We start in the Congresso de Tucaman station with a large mural that is meant as a statement of freedom and independence, with a number of symbols including a condor which stands for the southern hemisphere and an eagle which stands for the northern hemisphere. This mural also represents sacred symbols and the idea that it is never too late to make dreams come true.
This mural, as well as a number of others, in the Jose Hernandez station is by Raúl Soldi. The works depict a bygone era of art and music.
The ticket level has a tribute to Lionel Messi, a legendary Argentine soccer player.
In the Palermo station are works from Milo Lockett, evoking childhood memories to provide a pleasant journey.
In the Plaza d’Italia station are three beautiful tile murals by Leonie Matthis de Villar. This one is depicting public ceremonies the chiefs used to carry out with the priest before entering the church.
The columns of the station are decorated by Marino Santa Maria, the mosaic artist we met in his studio a few weeks ago.

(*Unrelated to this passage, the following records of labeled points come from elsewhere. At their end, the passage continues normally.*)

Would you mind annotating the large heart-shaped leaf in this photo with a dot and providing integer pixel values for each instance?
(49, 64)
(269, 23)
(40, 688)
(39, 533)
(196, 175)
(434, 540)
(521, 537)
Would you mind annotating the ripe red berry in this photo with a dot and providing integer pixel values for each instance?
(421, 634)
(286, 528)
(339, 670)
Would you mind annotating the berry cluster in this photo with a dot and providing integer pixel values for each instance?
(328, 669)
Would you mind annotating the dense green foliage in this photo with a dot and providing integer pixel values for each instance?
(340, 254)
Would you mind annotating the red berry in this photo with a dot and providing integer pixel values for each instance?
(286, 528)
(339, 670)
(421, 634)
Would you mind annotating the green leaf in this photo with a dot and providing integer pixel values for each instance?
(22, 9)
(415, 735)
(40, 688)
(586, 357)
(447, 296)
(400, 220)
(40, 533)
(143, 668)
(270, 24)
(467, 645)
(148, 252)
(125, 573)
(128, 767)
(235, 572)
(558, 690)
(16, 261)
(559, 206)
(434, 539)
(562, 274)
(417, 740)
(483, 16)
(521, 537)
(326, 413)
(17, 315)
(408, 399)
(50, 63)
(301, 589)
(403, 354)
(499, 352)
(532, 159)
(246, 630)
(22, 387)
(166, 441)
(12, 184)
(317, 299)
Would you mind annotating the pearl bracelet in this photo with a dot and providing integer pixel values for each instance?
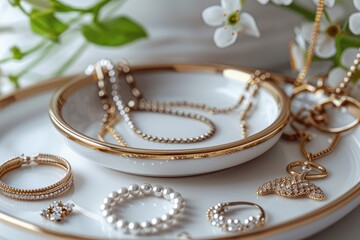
(157, 224)
(216, 216)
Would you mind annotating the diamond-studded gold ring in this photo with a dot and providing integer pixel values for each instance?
(51, 191)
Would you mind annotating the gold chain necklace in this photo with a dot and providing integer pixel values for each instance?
(297, 185)
(105, 73)
(110, 118)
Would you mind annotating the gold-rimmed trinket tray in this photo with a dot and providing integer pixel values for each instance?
(76, 112)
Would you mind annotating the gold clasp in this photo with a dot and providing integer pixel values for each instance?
(307, 166)
(28, 159)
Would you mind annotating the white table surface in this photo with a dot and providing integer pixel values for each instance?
(345, 229)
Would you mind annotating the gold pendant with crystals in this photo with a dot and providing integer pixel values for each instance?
(292, 187)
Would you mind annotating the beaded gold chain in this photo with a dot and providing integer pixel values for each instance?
(110, 118)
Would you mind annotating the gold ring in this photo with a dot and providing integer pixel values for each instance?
(323, 172)
(51, 191)
(345, 101)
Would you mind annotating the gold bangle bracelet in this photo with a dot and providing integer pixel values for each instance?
(51, 191)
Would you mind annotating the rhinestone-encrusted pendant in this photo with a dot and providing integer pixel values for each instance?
(57, 211)
(292, 187)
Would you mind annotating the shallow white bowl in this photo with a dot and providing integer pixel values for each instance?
(76, 112)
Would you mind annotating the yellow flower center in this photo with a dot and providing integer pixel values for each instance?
(332, 30)
(233, 18)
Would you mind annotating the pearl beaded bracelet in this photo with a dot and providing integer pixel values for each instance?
(216, 216)
(157, 224)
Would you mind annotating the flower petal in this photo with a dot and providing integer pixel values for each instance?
(299, 38)
(213, 16)
(231, 6)
(306, 30)
(348, 56)
(297, 57)
(355, 91)
(336, 76)
(283, 2)
(357, 4)
(327, 3)
(325, 47)
(224, 37)
(263, 2)
(249, 24)
(354, 23)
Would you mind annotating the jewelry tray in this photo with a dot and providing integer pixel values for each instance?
(30, 131)
(76, 112)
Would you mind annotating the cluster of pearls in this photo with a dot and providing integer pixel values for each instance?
(216, 216)
(157, 224)
(57, 211)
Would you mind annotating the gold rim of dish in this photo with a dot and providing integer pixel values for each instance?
(262, 233)
(63, 94)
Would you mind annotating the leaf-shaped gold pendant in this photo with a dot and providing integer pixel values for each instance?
(292, 187)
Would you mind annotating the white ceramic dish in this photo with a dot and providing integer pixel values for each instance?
(25, 128)
(76, 112)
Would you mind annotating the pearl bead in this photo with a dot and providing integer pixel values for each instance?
(179, 201)
(166, 218)
(166, 192)
(146, 227)
(157, 190)
(109, 201)
(122, 225)
(110, 207)
(123, 192)
(177, 206)
(114, 195)
(174, 195)
(104, 207)
(134, 189)
(106, 213)
(134, 228)
(111, 219)
(146, 188)
(157, 223)
(174, 212)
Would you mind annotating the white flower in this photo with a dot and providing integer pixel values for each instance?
(337, 74)
(354, 19)
(298, 50)
(277, 2)
(327, 3)
(231, 20)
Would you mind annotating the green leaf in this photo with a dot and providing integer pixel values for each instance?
(61, 7)
(17, 54)
(46, 24)
(113, 32)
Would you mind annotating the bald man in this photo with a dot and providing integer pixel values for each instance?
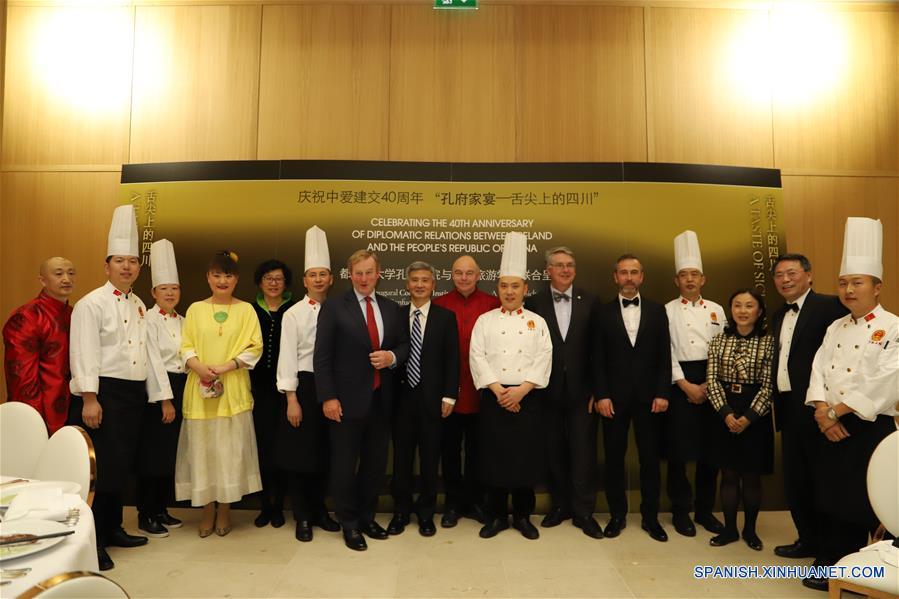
(464, 493)
(36, 339)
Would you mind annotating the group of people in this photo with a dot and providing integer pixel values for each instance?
(301, 398)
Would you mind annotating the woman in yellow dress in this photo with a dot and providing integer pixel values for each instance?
(217, 463)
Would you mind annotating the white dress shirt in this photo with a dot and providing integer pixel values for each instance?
(298, 328)
(692, 326)
(510, 348)
(858, 365)
(164, 344)
(786, 341)
(108, 339)
(631, 317)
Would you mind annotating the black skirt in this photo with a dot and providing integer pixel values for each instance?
(159, 441)
(302, 449)
(511, 444)
(749, 451)
(116, 440)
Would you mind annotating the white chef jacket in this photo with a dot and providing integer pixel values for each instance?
(510, 348)
(692, 326)
(164, 344)
(858, 365)
(298, 328)
(108, 338)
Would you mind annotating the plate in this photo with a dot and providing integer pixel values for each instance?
(31, 527)
(9, 492)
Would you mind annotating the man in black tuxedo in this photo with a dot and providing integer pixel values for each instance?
(569, 421)
(427, 393)
(362, 338)
(798, 329)
(633, 357)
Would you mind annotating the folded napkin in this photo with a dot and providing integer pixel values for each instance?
(42, 504)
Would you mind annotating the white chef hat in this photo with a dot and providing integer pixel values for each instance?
(123, 240)
(862, 247)
(317, 254)
(686, 252)
(163, 268)
(515, 256)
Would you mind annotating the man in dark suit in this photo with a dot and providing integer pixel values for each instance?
(798, 329)
(428, 390)
(633, 357)
(362, 338)
(569, 422)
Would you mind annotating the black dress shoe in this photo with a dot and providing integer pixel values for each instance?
(353, 539)
(589, 525)
(795, 550)
(555, 517)
(683, 525)
(104, 560)
(397, 524)
(426, 527)
(816, 583)
(709, 522)
(493, 527)
(655, 530)
(752, 540)
(168, 520)
(263, 519)
(449, 518)
(303, 531)
(326, 522)
(725, 538)
(120, 538)
(527, 530)
(373, 530)
(615, 526)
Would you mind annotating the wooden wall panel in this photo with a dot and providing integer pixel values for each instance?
(68, 86)
(196, 83)
(323, 82)
(852, 125)
(701, 110)
(580, 84)
(816, 212)
(452, 84)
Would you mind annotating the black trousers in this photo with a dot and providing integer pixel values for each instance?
(415, 426)
(462, 486)
(799, 442)
(647, 427)
(523, 502)
(570, 434)
(358, 464)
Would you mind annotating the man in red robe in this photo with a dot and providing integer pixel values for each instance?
(36, 340)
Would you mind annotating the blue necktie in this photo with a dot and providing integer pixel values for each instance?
(413, 367)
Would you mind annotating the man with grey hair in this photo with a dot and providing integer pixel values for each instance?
(429, 387)
(569, 419)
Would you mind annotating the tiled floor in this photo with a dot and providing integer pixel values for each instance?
(269, 562)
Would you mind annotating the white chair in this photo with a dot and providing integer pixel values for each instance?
(76, 585)
(883, 492)
(23, 435)
(69, 455)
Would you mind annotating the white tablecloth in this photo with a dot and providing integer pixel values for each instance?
(76, 552)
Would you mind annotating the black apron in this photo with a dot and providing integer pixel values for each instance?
(511, 444)
(159, 441)
(303, 449)
(116, 440)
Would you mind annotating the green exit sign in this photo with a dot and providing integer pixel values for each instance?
(456, 4)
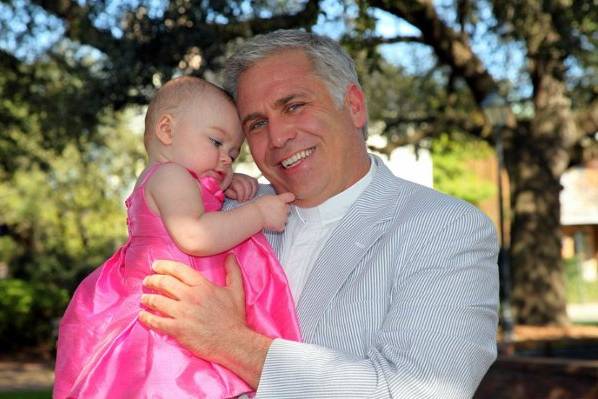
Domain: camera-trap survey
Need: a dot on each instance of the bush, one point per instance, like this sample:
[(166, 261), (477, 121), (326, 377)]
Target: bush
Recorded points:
[(28, 311)]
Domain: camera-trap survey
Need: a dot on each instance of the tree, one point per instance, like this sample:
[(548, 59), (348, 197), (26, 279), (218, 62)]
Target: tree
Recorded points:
[(120, 51), (546, 132)]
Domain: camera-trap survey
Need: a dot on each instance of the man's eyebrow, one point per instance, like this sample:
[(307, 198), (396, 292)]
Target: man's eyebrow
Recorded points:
[(277, 104)]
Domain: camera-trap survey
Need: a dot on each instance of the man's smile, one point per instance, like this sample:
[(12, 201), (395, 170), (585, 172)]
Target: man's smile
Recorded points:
[(296, 158)]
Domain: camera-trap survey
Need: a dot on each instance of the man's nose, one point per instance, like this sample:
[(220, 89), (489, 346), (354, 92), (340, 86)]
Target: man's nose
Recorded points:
[(280, 133)]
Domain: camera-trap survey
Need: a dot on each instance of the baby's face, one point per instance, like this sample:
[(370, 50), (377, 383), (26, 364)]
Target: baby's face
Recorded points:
[(208, 138)]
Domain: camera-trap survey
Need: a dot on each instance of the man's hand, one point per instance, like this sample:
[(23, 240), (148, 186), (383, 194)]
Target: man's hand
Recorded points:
[(242, 187), (206, 319)]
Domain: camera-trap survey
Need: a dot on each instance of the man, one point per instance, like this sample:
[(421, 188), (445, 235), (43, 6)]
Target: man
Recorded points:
[(396, 285)]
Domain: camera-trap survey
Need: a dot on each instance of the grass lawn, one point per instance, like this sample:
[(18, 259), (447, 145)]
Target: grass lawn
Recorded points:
[(45, 394)]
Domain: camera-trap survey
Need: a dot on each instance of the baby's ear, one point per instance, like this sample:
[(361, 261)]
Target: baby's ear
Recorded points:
[(165, 129)]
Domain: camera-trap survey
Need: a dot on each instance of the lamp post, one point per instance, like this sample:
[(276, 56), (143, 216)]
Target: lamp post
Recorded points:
[(496, 111)]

On the floor of the platform, protected by special resistant material, are scenes from the Port of Buenos Aires in the 1930s. It represents the Italian immigrant laborers of the day.
Many of the stations have these fantastic murals on tile. Completed by Rodolfo Franco, they were installed in the stations during their construction in the 1930s, depicting both historic and current (for 1930s) life across Argentina.
In the Pueyrredón station are a series of illustrations by Gustavo Reinoso showing the symbols of the city in a Pop Art style.
Further into town at the Facultad de Medicina we return to more of the Franco murals.
In the Callao station there are 8 large mosaics portraying German artists who learned their artwork was destroyed by the Nazi’s at the end of World War II. Completed by Remo Bianchedi, it is a tribute to the anguish those artists felt.
Knowing this now they seem cheapened by the large advertising nearby.
The Teatro Colon station has a far more modern art approach.
Also in the Teatro Colon station are representations of the Spanish conquistadors coming to Argentina, and the impact it had on the natives.
In this mural depicting 1835, gauchos are resting after the end of their journey, leaving their carts half-loaded. This image contains those goods that were part of the international trade that later Argentina into the breadbasket of the world.
We end at Catedral where the beloved Mafalda is lamenting the condition of the world.